The statement of the theorem is as follows.

Arzela-Ascoli theorem Let F be a family of functions from I = [a,b] to \mathbb{R} that are uniformly bounded and equicontinuous. Then there is a sequence of f_n of elements in F that converges uniformly in I.

The rationals are dense in the reals and make an excellent starting point. Uniform boundedness enables us employ Bolzano-Weierstrass to construct a sequence of functions convergent at any rational in I. With a countable number of such rationals, we can iteratively filter this sequence to construct one that converges at every rational in I. Essentially, we have an enumeration of the rationals in I and a chain of subsequences based on that, where in the nth subsequence is convergent at the first n rationals in the enumeration, and Bolzano-Weierstrass is applied onto the results of the application of the functions of that subsequence on the n+1th rational to yield another subsequence. Take, diagonally, the nth function in the nth subsequence, to derive our desired uniformly convergent sequence, which we call \{f_i\}.

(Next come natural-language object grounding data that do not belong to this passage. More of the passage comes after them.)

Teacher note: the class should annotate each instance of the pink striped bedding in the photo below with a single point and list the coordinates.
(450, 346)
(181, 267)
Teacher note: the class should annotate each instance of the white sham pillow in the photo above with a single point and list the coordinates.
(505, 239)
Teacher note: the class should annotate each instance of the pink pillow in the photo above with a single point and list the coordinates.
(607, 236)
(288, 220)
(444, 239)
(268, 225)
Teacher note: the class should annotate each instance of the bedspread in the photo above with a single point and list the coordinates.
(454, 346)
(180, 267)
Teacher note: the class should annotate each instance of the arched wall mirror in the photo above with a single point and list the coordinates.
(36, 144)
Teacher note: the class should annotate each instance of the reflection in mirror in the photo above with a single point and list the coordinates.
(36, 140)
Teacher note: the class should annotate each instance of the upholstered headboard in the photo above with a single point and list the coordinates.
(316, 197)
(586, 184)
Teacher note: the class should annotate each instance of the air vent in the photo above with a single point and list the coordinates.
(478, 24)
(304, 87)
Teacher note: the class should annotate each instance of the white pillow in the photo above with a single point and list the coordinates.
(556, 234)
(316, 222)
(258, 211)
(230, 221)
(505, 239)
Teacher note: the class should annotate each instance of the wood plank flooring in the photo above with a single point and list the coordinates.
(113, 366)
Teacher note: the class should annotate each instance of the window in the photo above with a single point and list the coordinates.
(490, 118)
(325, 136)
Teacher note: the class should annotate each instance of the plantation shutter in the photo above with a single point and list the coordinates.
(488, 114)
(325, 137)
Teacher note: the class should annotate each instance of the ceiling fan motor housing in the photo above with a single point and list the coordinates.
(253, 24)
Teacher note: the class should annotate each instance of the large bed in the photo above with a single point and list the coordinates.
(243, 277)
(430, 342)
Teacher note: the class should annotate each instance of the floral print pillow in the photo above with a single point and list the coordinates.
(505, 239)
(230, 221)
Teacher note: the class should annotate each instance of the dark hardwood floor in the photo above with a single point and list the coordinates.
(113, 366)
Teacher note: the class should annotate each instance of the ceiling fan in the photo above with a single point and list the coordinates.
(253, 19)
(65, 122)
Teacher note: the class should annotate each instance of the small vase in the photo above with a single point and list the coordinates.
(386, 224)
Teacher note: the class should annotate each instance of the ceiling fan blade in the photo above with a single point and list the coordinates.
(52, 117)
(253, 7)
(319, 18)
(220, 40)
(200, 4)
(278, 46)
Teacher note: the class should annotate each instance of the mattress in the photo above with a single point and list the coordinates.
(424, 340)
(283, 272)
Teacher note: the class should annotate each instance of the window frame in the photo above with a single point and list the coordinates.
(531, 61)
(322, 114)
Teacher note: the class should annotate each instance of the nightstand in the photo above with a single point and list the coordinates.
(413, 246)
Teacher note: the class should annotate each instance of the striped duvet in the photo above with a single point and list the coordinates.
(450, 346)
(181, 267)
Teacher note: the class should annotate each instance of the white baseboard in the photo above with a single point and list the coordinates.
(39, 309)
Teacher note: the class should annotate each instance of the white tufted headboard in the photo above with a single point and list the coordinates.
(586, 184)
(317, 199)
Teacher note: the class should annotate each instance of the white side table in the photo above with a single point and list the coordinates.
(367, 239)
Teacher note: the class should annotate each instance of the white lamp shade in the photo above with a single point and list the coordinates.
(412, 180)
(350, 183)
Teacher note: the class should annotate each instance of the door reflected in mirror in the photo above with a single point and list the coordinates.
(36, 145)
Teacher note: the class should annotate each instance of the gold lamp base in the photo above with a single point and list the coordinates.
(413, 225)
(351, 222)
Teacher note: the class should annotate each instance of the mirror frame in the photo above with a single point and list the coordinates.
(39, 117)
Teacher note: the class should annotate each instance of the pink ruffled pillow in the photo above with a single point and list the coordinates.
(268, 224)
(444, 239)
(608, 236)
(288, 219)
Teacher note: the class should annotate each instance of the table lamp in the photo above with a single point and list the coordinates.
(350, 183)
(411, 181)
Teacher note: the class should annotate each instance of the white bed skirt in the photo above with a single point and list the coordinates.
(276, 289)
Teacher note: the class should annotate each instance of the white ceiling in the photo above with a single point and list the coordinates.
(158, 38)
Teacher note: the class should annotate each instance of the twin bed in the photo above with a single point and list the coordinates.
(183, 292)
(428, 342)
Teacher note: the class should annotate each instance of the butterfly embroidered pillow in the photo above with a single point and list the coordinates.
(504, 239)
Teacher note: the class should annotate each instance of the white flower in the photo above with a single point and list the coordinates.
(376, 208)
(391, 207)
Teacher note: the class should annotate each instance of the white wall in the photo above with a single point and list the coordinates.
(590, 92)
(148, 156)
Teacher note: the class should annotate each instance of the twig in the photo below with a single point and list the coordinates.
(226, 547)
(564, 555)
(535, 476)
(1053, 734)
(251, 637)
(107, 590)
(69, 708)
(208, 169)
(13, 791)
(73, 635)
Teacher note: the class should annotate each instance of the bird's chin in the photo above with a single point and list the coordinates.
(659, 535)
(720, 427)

To show uniform convergence, it suffices to show uniform Cauchyness, namely that for any \epsilon > 0, there is an N such that n,m > N implies |f_m(x) - f_n(x)| < \epsilon for all x \in I. By compactness, open neighborhoods of all rationals of I, as an open cover, has a finite subcover. Each element of the subcover comes from some rational of I and across that finite subset of I we can for any \epsilon > 0 take the max of all the Ns for convergence. This means that so long as our neighborhoods are sufficiently small, we can for any point x \in I have some x' that is the point of focus of the neighborhood of our finite subcover containing x and thereby connect f_m(x) to f_m(x') by equicontinuity and use our maximum N (over finite elements) to connect that to f_n(x') and use equicontinuity again to connect that to f_n(x). Thus, triangle inequality over three of \epsilon/3 suffices.

More explicitly, equicontinuity-wise, we have for every x some open neighborhood of U_x such that s,t \in U_x implies that |f(s) - f(t)| < \epsilon.